US 11,754,998 B2
System and methods for automated model development from plant historical data for advanced process control
Hong Zhao, Sugar Land, TX (US); Qingsheng Quinn Zheng, Sugar Land, TX (US); Kerry Clayton Ridley, Houston, TX (US); Liangfeng Lao, Houston, TX (US); and Yizhou Fang, Katy, TX (US)
Assigned to AspenTech Corporation, Bedford, MA (US)
Filed by AspenTech Corporation, Bedford, MA (US)
Filed on Oct. 19, 2020, as Appl. No. 17/74,140.
Claims priority of provisional application 62/923,046, filed on Oct. 18, 2019.
Prior Publication US 2021/0116891 A1, Apr. 22, 2021
Int. Cl. G05B 19/4155 (2006.01); G06N 3/08 (2023.01); G06N 5/02 (2023.01)

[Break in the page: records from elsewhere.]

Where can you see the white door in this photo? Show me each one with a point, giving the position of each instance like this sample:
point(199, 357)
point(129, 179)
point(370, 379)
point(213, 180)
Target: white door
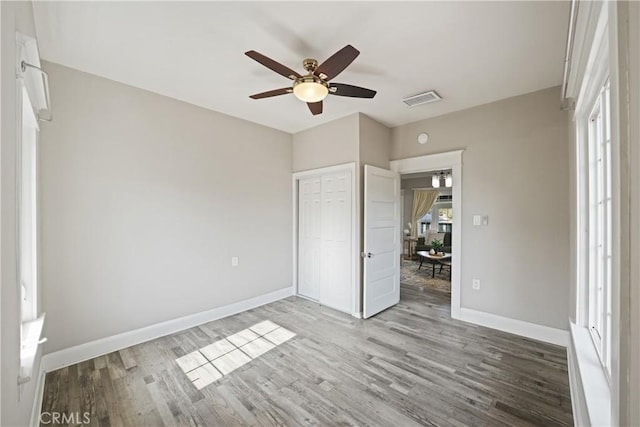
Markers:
point(381, 240)
point(336, 276)
point(309, 232)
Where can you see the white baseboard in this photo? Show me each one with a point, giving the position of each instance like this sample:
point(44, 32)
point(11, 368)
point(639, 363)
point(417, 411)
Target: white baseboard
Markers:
point(591, 395)
point(37, 400)
point(72, 355)
point(518, 327)
point(578, 405)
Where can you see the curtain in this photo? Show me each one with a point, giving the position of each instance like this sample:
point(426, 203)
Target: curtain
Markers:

CPC G05B 19/4155 (2013.01) [G06N 3/08 (2013.01); G06N 5/02 (2013.01); G05B 2219/42033 (2013.01)] 26 Claims
OG exemplary drawing
 
1. A computer-implemented method for process modeling and control, comprising:
receiving data comprising process variables for a subject industrial process of a plant, the process variables including an engineering tag and measurements and said receiving being performed by one or more digital processors;
creating, from the received data, a working dataset; the creating being automatically performed by the one or more processors and including:
(i) identifying, based on associations of process variables and calculated statistics, the process variables that comprise PID loops and cascade control loops and associated loop variable types;
(ii) selecting based at least on the identified process variables that comprise PID loops and cascade control loops and associated loop variable types, a first set of process variables as candidate independent variables and a second set of process variables as candidate dependent variables of an empty model of the subject industrial process, the empty model having undefined independent and dependent variables and undetermined model input-output configurations;
(iii) searching the measurements of the first set of process variables in the received data to identify informative moves, based on a magnitude of the change in value of the measurements, for each of the selected candidate independent variables; and
(iv) generating data slices of the received data corresponding to each of the candidate independent variables and at least one of the candidate dependent variables based on the identified informative moves in the measurements of the first set of process variables;
the working dataset being formed of and storing the generated data slices;
building sub-models for the subject industrial process using the generated data slices stored in the working dataset, the sub-models having various model input-output configurations for the selected candidate independent variables and the selected candidate dependent variables and the building being implemented by the one or more processors;
assembling the sub-models in a manner to complete the empty model and producing a seed model of the subject industrial process, the produced seed model utilizing the candidate independent variables and candidate dependent variables of the assembled sub-models as independent variables and dependent variables and utilizing the model input-output configurations of the assembled sub-models as model input-output configurations, said assembling being automatically performed by the one or more processors; and
controlling the subject industrial process at the plant based on the produced seed model.